In a talk at the opening plenary of the Electric Drive Transportation Association (EDTA) conference in Washington, DC, former New York Governor George Pataki called for a 40% market penetration of electric drive vehicles in the US by the end of the decade.
Asserting that the over-reliance of transportation on foreign oil was “one of the most devastating policy failures of our time”, Pataki said that if electric drive penetration reaches only 3% to 7% by the end of the decade as many forecasts suggest, “we will have failed”.
To achieve 40% penetration by the end of the decade, Pataki said that we needed to focus on A, B, and C (times two): automobiles; batteries; customers and charging infrastructure.
Incentivize the market on all three of these spaces and the market will change consumer behavior. The consumer is ready to go, but they have to have the product and the ability to use the product.—Governor Pataki
Pataki suggested some approaches:
Autos. Incentivize auto manufacturers, for example, by exempting the profits resulting from the sale of the first 10 million vehicles that deliver more than 75 mpg from any corporate taxes.
Batteries. Incentivize the battery makers.
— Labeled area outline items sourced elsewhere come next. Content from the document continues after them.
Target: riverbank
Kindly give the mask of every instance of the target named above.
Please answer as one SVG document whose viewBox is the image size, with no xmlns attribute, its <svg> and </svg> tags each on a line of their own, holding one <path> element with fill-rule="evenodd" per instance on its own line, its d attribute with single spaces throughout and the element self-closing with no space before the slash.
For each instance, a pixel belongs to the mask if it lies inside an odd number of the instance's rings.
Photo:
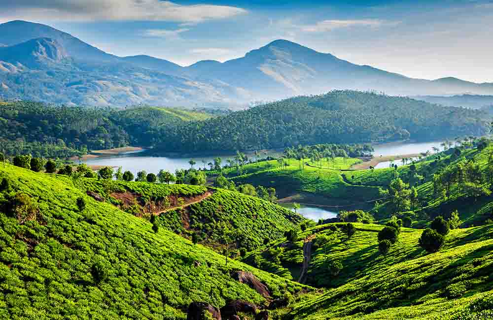
<svg viewBox="0 0 493 320">
<path fill-rule="evenodd" d="M 130 153 L 134 152 L 140 152 L 143 151 L 145 149 L 140 147 L 123 147 L 122 148 L 115 148 L 113 149 L 107 149 L 101 150 L 93 150 L 87 155 L 84 155 L 80 157 L 80 160 L 85 161 L 89 159 L 94 159 L 101 157 L 118 156 L 125 153 Z M 78 157 L 72 157 L 69 159 L 72 161 L 79 160 Z"/>
<path fill-rule="evenodd" d="M 360 158 L 362 160 L 358 163 L 356 163 L 351 166 L 351 169 L 354 170 L 366 170 L 369 169 L 370 166 L 375 167 L 380 162 L 387 162 L 395 160 L 400 160 L 404 158 L 415 158 L 421 155 L 421 154 L 414 153 L 408 155 L 398 155 L 396 156 L 385 156 L 382 157 L 370 158 Z"/>
</svg>

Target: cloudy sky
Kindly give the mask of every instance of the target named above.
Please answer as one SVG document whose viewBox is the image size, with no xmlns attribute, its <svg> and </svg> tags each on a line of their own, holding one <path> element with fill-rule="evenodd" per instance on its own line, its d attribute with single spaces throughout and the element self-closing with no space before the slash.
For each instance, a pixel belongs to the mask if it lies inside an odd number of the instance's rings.
<svg viewBox="0 0 493 320">
<path fill-rule="evenodd" d="M 286 39 L 408 76 L 493 82 L 492 0 L 0 0 L 0 22 L 14 19 L 182 65 Z"/>
</svg>

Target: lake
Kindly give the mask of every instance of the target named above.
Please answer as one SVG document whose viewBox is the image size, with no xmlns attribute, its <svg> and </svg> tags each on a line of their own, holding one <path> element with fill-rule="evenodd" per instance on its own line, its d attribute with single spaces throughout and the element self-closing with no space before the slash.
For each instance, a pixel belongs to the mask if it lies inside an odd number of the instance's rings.
<svg viewBox="0 0 493 320">
<path fill-rule="evenodd" d="M 293 210 L 292 203 L 280 203 L 279 205 L 291 211 Z M 300 214 L 305 218 L 311 219 L 314 221 L 318 222 L 319 219 L 328 219 L 337 217 L 338 212 L 331 211 L 330 210 L 323 209 L 323 207 L 306 206 L 303 204 L 300 205 L 299 208 L 297 210 L 298 213 Z"/>
<path fill-rule="evenodd" d="M 439 142 L 392 142 L 375 145 L 374 149 L 375 157 L 380 156 L 391 156 L 400 154 L 409 154 L 425 152 L 426 150 L 432 151 L 432 147 L 440 147 Z M 265 158 L 268 156 L 276 156 L 280 154 L 279 151 L 263 151 L 260 158 Z M 225 154 L 219 156 L 222 159 L 222 164 L 226 164 L 226 160 L 228 159 L 234 159 L 236 155 L 234 153 Z M 247 156 L 253 159 L 253 156 L 251 153 L 246 153 Z M 188 161 L 191 159 L 193 159 L 197 164 L 195 168 L 203 168 L 207 167 L 207 163 L 212 162 L 213 159 L 217 156 L 201 156 L 194 155 L 187 157 L 148 157 L 139 156 L 138 153 L 133 152 L 119 155 L 102 157 L 100 158 L 88 159 L 83 162 L 87 164 L 96 165 L 108 165 L 112 166 L 121 166 L 123 171 L 129 170 L 134 175 L 138 171 L 145 170 L 148 173 L 157 174 L 159 170 L 163 169 L 171 172 L 175 172 L 177 169 L 188 169 L 190 168 Z M 204 166 L 202 160 L 205 161 Z M 400 160 L 395 161 L 397 165 L 401 164 Z M 387 168 L 390 162 L 382 162 L 379 164 L 377 168 Z"/>
</svg>

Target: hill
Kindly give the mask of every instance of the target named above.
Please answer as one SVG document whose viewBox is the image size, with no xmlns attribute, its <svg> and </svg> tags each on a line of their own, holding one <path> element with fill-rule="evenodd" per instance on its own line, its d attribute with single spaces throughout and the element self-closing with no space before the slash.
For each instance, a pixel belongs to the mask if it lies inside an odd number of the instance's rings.
<svg viewBox="0 0 493 320">
<path fill-rule="evenodd" d="M 302 288 L 234 260 L 225 265 L 223 256 L 165 227 L 155 232 L 146 220 L 88 195 L 77 179 L 10 165 L 0 175 L 9 183 L 0 192 L 2 317 L 184 319 L 194 301 L 267 303 L 233 279 L 237 270 L 252 272 L 273 297 Z M 186 188 L 130 185 L 161 195 Z"/>
<path fill-rule="evenodd" d="M 203 61 L 182 67 L 145 55 L 107 54 L 51 27 L 26 21 L 0 24 L 0 43 L 31 54 L 25 42 L 48 38 L 70 59 L 24 65 L 15 56 L 0 58 L 0 97 L 90 106 L 144 103 L 238 107 L 333 90 L 388 94 L 493 94 L 493 84 L 455 78 L 413 79 L 285 40 L 277 40 L 223 63 Z M 18 67 L 20 64 L 22 67 Z M 40 80 L 40 81 L 38 81 Z"/>
<path fill-rule="evenodd" d="M 160 130 L 211 117 L 203 112 L 139 107 L 121 110 L 28 101 L 1 102 L 0 142 L 7 155 L 66 158 L 130 143 L 152 146 Z"/>
<path fill-rule="evenodd" d="M 431 140 L 486 132 L 486 114 L 373 93 L 300 96 L 163 131 L 163 151 Z"/>
</svg>

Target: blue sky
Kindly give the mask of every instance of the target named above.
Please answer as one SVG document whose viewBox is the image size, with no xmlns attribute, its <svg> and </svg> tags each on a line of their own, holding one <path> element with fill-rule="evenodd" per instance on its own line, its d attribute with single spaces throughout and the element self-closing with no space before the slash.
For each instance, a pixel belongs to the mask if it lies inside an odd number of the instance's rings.
<svg viewBox="0 0 493 320">
<path fill-rule="evenodd" d="M 282 38 L 409 76 L 493 82 L 492 1 L 0 1 L 0 21 L 14 19 L 182 65 Z"/>
</svg>

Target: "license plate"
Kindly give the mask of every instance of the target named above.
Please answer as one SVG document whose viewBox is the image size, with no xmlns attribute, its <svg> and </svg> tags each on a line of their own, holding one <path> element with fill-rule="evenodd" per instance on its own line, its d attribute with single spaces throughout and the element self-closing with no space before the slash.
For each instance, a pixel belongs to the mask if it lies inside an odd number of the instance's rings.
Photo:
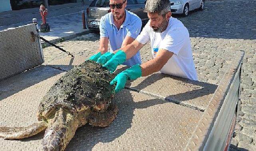
<svg viewBox="0 0 256 151">
<path fill-rule="evenodd" d="M 91 25 L 99 25 L 99 22 L 97 21 L 91 21 Z"/>
</svg>

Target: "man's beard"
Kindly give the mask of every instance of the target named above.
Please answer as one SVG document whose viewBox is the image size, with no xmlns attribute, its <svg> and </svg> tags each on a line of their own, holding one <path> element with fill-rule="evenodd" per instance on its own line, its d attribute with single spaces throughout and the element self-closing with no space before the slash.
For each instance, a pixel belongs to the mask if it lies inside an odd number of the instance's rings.
<svg viewBox="0 0 256 151">
<path fill-rule="evenodd" d="M 158 27 L 155 28 L 154 26 L 152 26 L 151 27 L 153 29 L 153 30 L 156 33 L 162 33 L 166 29 L 167 27 L 168 26 L 168 21 L 164 19 L 163 22 Z M 154 29 L 155 28 L 155 29 Z"/>
<path fill-rule="evenodd" d="M 125 12 L 124 12 L 123 13 L 121 14 L 119 16 L 117 16 L 116 15 L 114 14 L 114 17 L 115 17 L 115 19 L 116 19 L 116 20 L 119 20 L 123 18 L 123 16 L 125 15 Z"/>
</svg>

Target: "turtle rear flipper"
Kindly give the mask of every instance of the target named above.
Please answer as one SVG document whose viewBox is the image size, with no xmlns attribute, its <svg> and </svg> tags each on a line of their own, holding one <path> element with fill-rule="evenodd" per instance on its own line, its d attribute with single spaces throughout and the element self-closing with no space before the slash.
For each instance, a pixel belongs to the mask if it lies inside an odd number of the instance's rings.
<svg viewBox="0 0 256 151">
<path fill-rule="evenodd" d="M 20 139 L 38 134 L 47 127 L 46 122 L 40 121 L 28 127 L 0 127 L 0 137 L 4 139 Z"/>
</svg>

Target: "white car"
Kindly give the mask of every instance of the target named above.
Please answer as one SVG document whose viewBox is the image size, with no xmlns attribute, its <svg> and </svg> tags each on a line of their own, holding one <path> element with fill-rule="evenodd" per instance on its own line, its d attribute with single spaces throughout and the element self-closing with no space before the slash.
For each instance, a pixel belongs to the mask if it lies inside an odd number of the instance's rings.
<svg viewBox="0 0 256 151">
<path fill-rule="evenodd" d="M 189 15 L 189 11 L 204 7 L 204 0 L 170 0 L 171 12 L 173 14 L 181 14 L 183 16 Z"/>
</svg>

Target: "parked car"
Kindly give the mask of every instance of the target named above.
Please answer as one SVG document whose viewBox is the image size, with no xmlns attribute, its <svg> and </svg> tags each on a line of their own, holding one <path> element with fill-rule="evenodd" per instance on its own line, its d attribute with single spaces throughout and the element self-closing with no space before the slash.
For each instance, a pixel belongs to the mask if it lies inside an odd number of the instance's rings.
<svg viewBox="0 0 256 151">
<path fill-rule="evenodd" d="M 189 15 L 189 11 L 204 8 L 204 0 L 170 0 L 171 12 L 173 14 L 181 14 L 183 16 Z"/>
<path fill-rule="evenodd" d="M 126 10 L 136 14 L 141 19 L 143 23 L 147 22 L 147 14 L 144 12 L 145 0 L 127 0 Z M 86 23 L 89 29 L 99 30 L 101 17 L 111 12 L 109 0 L 93 0 L 86 10 Z"/>
</svg>

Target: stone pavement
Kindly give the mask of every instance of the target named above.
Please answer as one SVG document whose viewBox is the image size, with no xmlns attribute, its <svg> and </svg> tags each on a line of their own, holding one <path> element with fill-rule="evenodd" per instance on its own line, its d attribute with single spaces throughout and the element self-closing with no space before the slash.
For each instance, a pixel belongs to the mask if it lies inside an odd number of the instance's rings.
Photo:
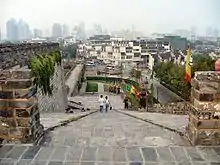
<svg viewBox="0 0 220 165">
<path fill-rule="evenodd" d="M 185 145 L 185 146 L 180 146 Z M 9 165 L 218 165 L 220 147 L 190 147 L 179 136 L 110 111 L 96 113 L 45 137 L 40 146 L 0 148 Z"/>
<path fill-rule="evenodd" d="M 142 120 L 151 121 L 153 123 L 169 127 L 171 129 L 185 132 L 185 128 L 188 124 L 187 115 L 172 115 L 172 114 L 160 114 L 149 112 L 137 112 L 137 111 L 121 111 L 130 116 L 140 118 Z"/>
<path fill-rule="evenodd" d="M 44 126 L 44 130 L 46 130 L 48 128 L 55 127 L 64 121 L 67 121 L 73 118 L 80 118 L 94 111 L 95 110 L 81 112 L 79 110 L 75 110 L 74 113 L 41 113 L 40 122 Z"/>
</svg>

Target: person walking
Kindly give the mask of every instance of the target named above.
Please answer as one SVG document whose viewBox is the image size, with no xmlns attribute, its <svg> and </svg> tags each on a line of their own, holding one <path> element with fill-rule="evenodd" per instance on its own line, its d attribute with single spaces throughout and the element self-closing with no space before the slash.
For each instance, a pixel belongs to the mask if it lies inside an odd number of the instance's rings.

Consumers and Charging. The current $7,500 tax credit for purchasing an advanced vehicle is wonderful if you have a great accountant or tax lawyer, Pataki said, “but if you are an ordinary consumer, what do you do?” Pataki suggested converting the tax credit to a rebate, for three years or for five. “Incentivize the consumer and you will see demand spike.”
On infrastructure, you have to have the infrastructure, and we have to change the regulatory requirements. We need an interactive grid to make this work. We have to change the regulatory requirements to recognize the investments in the smart grid that have to be made. Right now we are operating with a grid that was not adequate at middle of the last century.
In a subsequent plenary talk, Mary Ann Wright, VP and Managing Director, Johnson Controls Business Accelerator for Advanced Energy Storage Solutions, said that the significant investments in the electric drive and battery industry made last year through ARRA were a great first step, but that those investments needed to be leveraged with ongoing supportive policies, particularly in demand creation.
The challenge is demand creation. If you build it, they aren’t coming. Gasoline is too cheap.—Mary Ann Wright
If you add up all the US battery capacity planned between now and 2015 announced as a result of ARRA funding, Wright said, you find about 4 million units of capacity.
Demand is about 2 million. That’s a problem. Almost 70% of that is in Michigan, but only 40% of demand [is projected to be] in North America. We have a catywumpus market equation going now.—Mary Ann Wright
Wright also called for ongoing support for R&D investment, as “the Pacific Rim is not standing still.”